In-house counsel and clients quite reasonably want to know how they can fight this abuse.
In recent years the federal courts have developed a legal principle known as the “apex doctrine.” The idea is that courts want to limit the severe burden caused by depositions of high-level officers to prevent it being used for unfair advantage, while still preserving the right to take necessary depositions to find relevant information. In the Eastern District of Pennsylvania the leading reported case on the doctrine is Reif v. CNA, 248 F.R.D. 448 (E.D. Pa. 2008). As the Reif court explained, courts focus on two issues in deciding apex cases: 1) whether the executives’ possess personal or superior unique knowledge and 2) whether the information could be obtained from lower level employees or through less burdensome means.

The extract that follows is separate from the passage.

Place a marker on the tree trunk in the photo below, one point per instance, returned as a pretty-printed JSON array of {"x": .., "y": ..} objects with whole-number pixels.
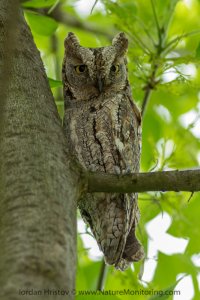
[{"x": 39, "y": 184}]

The federal courts have continued to expound this doctrine through more recent unreported cases, including In re Tylenol (Acetaminophen) Mktg., No. 2:13-MD-02436, 2014 WL 3035791, decided in July 2014, and United States ex rel. Galmines v. Novartis Pharm. Corp., No. CV 06-3213, 2015 WL 4973626, decided in August, 2015. As the Tylenol court explained it, “[s]imply stated, the apex doctrine applies when those at the top of the company, i.e. men and women at the ‘apex,’ really don’t have personal knowledge about what is going on with the product, or its marketing, or its financing or really anything else that might be of interest to the plaintiffs, or the attorneys, or the jury, or the court.”
The apex doctrine isn’t a “get out of jail free” card for your executives, though. Instead it is merely a recognition that there is usually a more convenient, less expensive way to obtain the same information. The party seeking to avoid the deposition still bears the burden of persuading the court that the high-level deposition is too great a burden and a less burdensome method of discovery may be available.
In light of this doctrine, a litigant seeking to depose a high level executive should be able to show the relevance of the proposed testimony, and the involvement of the executive in the decisions and actions which undergird the lawsuit. The party seeking to avoid the deposition should take the opposite tack, portraying the request as insufficiently specific and irrelevant, and highlight other, less burdensome means of getting the information. In particular, the party resisting the deposition should try to come forward with a lower-level employee who actually has hands-on knowledge and could productively answer relevant questions. That goes a long way toward revealing that the original demand for the executive’s deposition was only a sham seeking to cause burden and not a legitimate attempt to gain information and move the lawsuit along.